Разрыв болел, как нарыв, как кровоточащая рана на месте отсеченной конечности, но если Шаффхаузен чему и научил его, так это осознанию и терпению… Любая боль со временем проходит, и утрата любви, измена, разлука лишь напоминание, что ты жив, потому что способен чувствовать. Просто потерь и предательств за последние шесть лет было как-то уж очень много. Сезар, Лидия, потом – Жан, благополучно женившийся «на ком положено», и вот теперь Эррин Уэлш, женщина с телом богини, лицом ребенка и душой ведьмы… Очередная обманувшая надежда успокоить сердце и обрести пресловутую «нормальную жизнь».

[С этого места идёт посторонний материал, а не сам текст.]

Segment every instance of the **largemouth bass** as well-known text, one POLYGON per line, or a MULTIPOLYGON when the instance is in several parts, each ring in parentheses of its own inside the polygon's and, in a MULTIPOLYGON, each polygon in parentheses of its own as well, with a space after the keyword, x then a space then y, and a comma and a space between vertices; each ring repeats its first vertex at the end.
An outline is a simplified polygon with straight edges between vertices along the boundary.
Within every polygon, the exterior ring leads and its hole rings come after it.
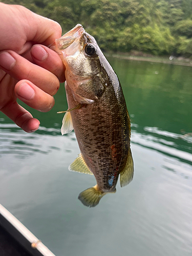
MULTIPOLYGON (((131 125, 118 77, 94 38, 78 24, 51 47, 65 67, 68 110, 62 134, 74 129, 80 153, 70 170, 93 174, 96 185, 78 199, 93 207, 106 194, 132 181, 131 125)), ((64 111, 63 111, 64 112, 64 111)))

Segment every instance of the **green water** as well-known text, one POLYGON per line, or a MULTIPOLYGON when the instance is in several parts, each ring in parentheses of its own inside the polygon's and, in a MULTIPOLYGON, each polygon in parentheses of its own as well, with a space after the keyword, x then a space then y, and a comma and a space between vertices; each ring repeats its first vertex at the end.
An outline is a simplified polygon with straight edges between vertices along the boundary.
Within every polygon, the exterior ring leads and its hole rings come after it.
POLYGON ((133 181, 95 208, 78 200, 95 181, 68 170, 79 151, 60 133, 62 84, 49 113, 31 110, 33 134, 0 113, 0 203, 56 256, 191 255, 192 68, 109 60, 131 118, 133 181))

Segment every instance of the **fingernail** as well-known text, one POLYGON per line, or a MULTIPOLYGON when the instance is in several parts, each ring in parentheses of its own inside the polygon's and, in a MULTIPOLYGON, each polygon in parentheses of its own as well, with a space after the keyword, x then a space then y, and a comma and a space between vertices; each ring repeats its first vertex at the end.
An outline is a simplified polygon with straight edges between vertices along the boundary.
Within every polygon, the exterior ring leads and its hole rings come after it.
POLYGON ((2 52, 0 53, 0 65, 7 70, 13 68, 16 60, 8 52, 2 52))
POLYGON ((31 49, 31 53, 37 60, 45 60, 48 54, 46 51, 40 46, 34 46, 31 49))
POLYGON ((38 128, 39 128, 39 125, 36 128, 35 128, 35 129, 32 130, 30 132, 31 133, 33 133, 33 132, 35 132, 35 131, 37 131, 37 130, 38 130, 38 128))
POLYGON ((34 90, 26 82, 20 84, 17 88, 16 93, 18 96, 27 100, 32 99, 35 95, 34 90))

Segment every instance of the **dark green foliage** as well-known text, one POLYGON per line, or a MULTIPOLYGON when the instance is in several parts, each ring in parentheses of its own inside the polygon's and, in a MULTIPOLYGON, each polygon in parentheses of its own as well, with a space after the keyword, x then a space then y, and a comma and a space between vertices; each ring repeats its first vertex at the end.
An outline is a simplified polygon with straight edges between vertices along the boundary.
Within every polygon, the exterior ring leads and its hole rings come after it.
POLYGON ((56 20, 77 23, 104 51, 192 55, 191 0, 3 0, 56 20))

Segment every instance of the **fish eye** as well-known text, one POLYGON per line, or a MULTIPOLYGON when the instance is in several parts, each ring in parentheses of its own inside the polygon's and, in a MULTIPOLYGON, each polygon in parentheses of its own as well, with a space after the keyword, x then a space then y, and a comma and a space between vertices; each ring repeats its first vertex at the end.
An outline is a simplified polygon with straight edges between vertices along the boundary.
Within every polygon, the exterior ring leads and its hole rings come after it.
POLYGON ((84 51, 88 56, 93 56, 96 52, 95 48, 91 45, 87 45, 86 46, 84 51))

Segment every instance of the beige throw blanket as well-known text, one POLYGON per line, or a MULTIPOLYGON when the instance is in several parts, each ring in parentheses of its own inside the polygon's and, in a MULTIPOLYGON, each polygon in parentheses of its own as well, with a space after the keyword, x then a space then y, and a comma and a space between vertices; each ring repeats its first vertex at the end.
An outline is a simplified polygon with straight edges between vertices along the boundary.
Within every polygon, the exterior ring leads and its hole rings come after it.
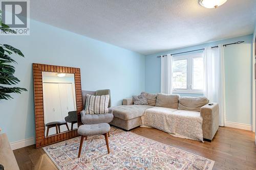
POLYGON ((203 141, 203 118, 199 112, 154 107, 145 111, 142 119, 143 126, 176 136, 203 141))

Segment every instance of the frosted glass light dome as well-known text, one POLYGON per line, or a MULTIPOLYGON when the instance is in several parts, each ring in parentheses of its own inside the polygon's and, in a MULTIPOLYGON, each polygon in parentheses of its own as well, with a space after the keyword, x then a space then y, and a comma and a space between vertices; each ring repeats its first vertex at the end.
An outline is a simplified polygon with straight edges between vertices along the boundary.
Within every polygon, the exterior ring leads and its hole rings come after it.
POLYGON ((206 8, 217 8, 224 4, 227 0, 199 0, 200 5, 206 8))

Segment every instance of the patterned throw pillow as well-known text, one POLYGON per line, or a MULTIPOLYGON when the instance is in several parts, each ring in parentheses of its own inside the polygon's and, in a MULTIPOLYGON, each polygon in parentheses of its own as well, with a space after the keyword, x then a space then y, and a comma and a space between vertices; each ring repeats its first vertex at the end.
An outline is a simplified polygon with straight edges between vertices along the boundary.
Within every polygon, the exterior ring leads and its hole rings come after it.
POLYGON ((103 114, 109 113, 110 95, 86 94, 86 114, 103 114))
POLYGON ((133 103, 135 105, 147 105, 146 94, 141 94, 139 95, 133 95, 133 103))

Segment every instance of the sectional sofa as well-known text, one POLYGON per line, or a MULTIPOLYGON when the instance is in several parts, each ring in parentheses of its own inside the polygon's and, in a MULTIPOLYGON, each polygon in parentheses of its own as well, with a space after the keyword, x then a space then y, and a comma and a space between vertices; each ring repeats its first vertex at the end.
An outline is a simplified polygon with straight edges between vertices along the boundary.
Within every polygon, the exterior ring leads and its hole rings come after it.
POLYGON ((134 105, 132 99, 112 107, 111 125, 130 130, 144 126, 178 136, 211 141, 219 127, 219 106, 205 97, 145 92, 148 105, 134 105))

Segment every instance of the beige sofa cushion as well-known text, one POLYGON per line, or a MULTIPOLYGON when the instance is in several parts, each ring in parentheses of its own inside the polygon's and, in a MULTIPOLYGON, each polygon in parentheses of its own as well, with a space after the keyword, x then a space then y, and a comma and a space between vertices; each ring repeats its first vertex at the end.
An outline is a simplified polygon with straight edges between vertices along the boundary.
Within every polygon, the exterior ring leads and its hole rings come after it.
POLYGON ((179 94, 158 93, 156 106, 177 109, 179 103, 179 94))
POLYGON ((113 109, 114 116, 128 120, 142 116, 145 110, 153 107, 144 105, 133 105, 117 106, 112 108, 113 109))
POLYGON ((156 106, 156 102, 157 101, 157 94, 148 93, 146 92, 142 92, 141 94, 145 94, 146 95, 146 100, 147 104, 150 106, 156 106))
POLYGON ((208 102, 205 97, 180 97, 178 109, 200 112, 201 108, 208 102))

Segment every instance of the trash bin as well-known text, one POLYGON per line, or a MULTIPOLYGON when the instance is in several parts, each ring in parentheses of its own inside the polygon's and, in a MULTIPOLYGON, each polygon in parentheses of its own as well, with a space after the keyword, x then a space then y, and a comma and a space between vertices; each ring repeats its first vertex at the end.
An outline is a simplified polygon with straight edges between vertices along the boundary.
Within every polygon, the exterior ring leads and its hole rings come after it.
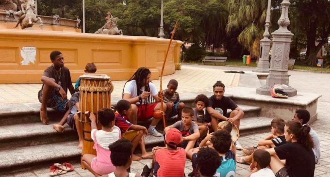
POLYGON ((319 58, 317 59, 317 67, 323 67, 323 59, 319 58))
POLYGON ((243 64, 245 64, 247 63, 247 56, 246 55, 243 55, 243 64))
POLYGON ((251 63, 251 56, 248 55, 247 56, 247 64, 250 64, 250 63, 251 63))

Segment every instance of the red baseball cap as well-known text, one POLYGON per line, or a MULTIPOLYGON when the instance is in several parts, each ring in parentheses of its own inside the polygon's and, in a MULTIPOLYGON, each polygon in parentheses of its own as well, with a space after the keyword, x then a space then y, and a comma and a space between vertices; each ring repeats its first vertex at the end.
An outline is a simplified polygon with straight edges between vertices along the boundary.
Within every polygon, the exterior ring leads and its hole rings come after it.
POLYGON ((181 143, 182 138, 181 132, 177 129, 170 129, 165 134, 165 142, 176 146, 181 143))

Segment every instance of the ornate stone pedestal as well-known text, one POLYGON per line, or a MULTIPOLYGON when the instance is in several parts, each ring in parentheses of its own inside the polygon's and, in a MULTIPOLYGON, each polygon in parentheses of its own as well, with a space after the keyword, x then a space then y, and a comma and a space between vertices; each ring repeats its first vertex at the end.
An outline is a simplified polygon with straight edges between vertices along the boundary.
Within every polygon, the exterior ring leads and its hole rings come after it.
MULTIPOLYGON (((267 77, 266 85, 257 89, 257 93, 258 94, 270 95, 270 88, 275 84, 289 85, 288 61, 293 34, 287 29, 287 26, 290 24, 288 16, 290 2, 288 0, 284 0, 281 4, 282 13, 278 21, 280 28, 272 33, 273 48, 269 74, 267 77)), ((297 90, 290 86, 283 91, 287 93, 290 97, 297 94, 297 90)))

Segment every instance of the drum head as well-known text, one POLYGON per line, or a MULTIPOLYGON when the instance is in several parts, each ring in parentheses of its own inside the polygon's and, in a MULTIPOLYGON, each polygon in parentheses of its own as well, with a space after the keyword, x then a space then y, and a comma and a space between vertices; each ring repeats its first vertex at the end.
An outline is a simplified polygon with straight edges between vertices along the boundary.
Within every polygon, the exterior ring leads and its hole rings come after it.
POLYGON ((110 77, 105 74, 85 73, 79 77, 86 79, 110 79, 110 77))

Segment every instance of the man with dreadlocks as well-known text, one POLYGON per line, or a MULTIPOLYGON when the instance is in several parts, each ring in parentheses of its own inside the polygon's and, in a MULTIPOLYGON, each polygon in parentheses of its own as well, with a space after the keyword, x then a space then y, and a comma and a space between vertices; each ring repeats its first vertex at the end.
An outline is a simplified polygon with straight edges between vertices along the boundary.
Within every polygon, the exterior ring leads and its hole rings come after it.
MULTIPOLYGON (((137 120, 143 121, 153 116, 155 110, 160 110, 161 100, 157 96, 158 92, 155 85, 150 81, 151 74, 149 69, 140 67, 124 85, 123 99, 132 104, 130 121, 137 124, 137 120), (152 97, 151 97, 152 96, 152 97), (156 102, 153 102, 154 99, 156 102)), ((163 110, 166 110, 166 104, 163 104, 163 110)), ((163 134, 156 130, 156 125, 161 119, 153 118, 148 129, 148 132, 155 136, 163 134)))

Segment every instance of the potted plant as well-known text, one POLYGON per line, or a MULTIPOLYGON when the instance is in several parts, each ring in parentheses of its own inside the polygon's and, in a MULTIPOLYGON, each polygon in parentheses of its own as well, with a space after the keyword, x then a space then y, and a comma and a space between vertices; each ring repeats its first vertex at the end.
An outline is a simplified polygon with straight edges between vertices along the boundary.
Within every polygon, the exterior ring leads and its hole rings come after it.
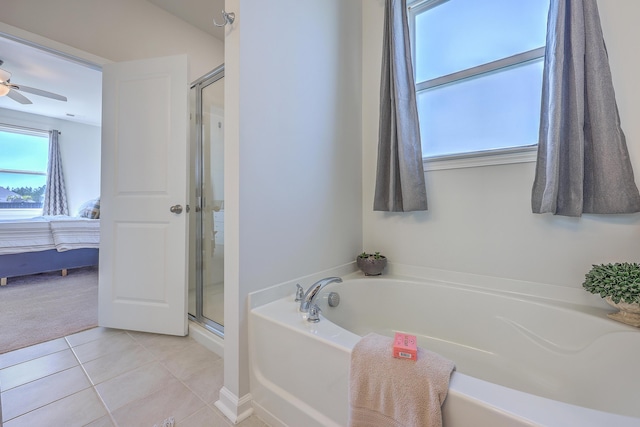
POLYGON ((640 328, 640 264, 594 265, 582 286, 619 310, 610 318, 640 328))
POLYGON ((380 252, 373 254, 362 252, 357 256, 356 264, 365 276, 379 276, 387 266, 387 257, 380 255, 380 252))

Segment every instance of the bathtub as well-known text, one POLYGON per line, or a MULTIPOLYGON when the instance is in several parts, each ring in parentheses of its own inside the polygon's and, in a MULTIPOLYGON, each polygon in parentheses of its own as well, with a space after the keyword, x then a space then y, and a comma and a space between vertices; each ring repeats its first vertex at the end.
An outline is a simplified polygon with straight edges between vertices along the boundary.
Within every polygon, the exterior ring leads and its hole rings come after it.
POLYGON ((353 346, 396 331, 455 362, 445 427, 640 426, 640 330, 597 304, 352 274, 323 289, 310 323, 294 290, 249 314, 253 405, 272 426, 346 426, 353 346))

Разбитое сердце лучше всего лечится путешествием и переменой обстановки. В Париже Эрнеста поджидали кредиторы, но он при первой же возможности пересек Ла-Манш и вернулся в пустующую студию на Монмартре. Как раз вовремя, чтобы стать свидетелем трагедии, произошедшей с мачехой и сестрами, и неожиданно снова оказаться единственным законным наследником графа де Сен-Бриза – и единственной опорой отца… Это было совсем нелегкой ношей, но Эрнест не жаловался. Второй раз в жизни он почувствовал, что действительно нужен отцу, и не хотел его подвести.

Провокационная затея со съемками кино в фамильном поместье для посторонних выглядела шуточкой на грани фола – однако Шаффхаузен наверняка сказал бы, что это хорошая терапия… Эрнесту оставалось только благодарить судьбу или Провидение, или его величество случай, что Розочка – Роже Пикар – налетевший на него в Люксембургском саду и сейчас же пригласивший на аперитив, влюбился как подросток и удачно устроил предмету обожания собеседование на киностудии «Гомон».

Теперь у Эрнеста был годовой контракт на работу, а у Роже – законный повод требовать воздаяния.

Верней умел быть благодарным, и если не всегда вовремя гасил денежные долги, то дружеские и любовные возвращал исправно, порой и с процентами. Вот почему сейчас он собирался на вечеринку в «Лидо».

Да и не так уж плоха вечеринка сама по себе: все лучше, чем сидеть в темной комнате, с холодными руками и горящей головой, и гипнотизировать взглядом телефон – заранее зная, что вестей из Лондона не будет…

2

Йемайя, Йеманжа – в мифологии йоруба богиня-мать, покровительница женщин, воплощение реки Огун. Впоследствии культ Йемайи прижился и широко распространился среди чернокожего населения Латинской Америки, слившись с католической традицией почитания Богоматери. Изображается как прекрасная женщина в диадеме и с цветами в руках. Считается, что моряк, увидевший Йемайю, в этот день погибает в море.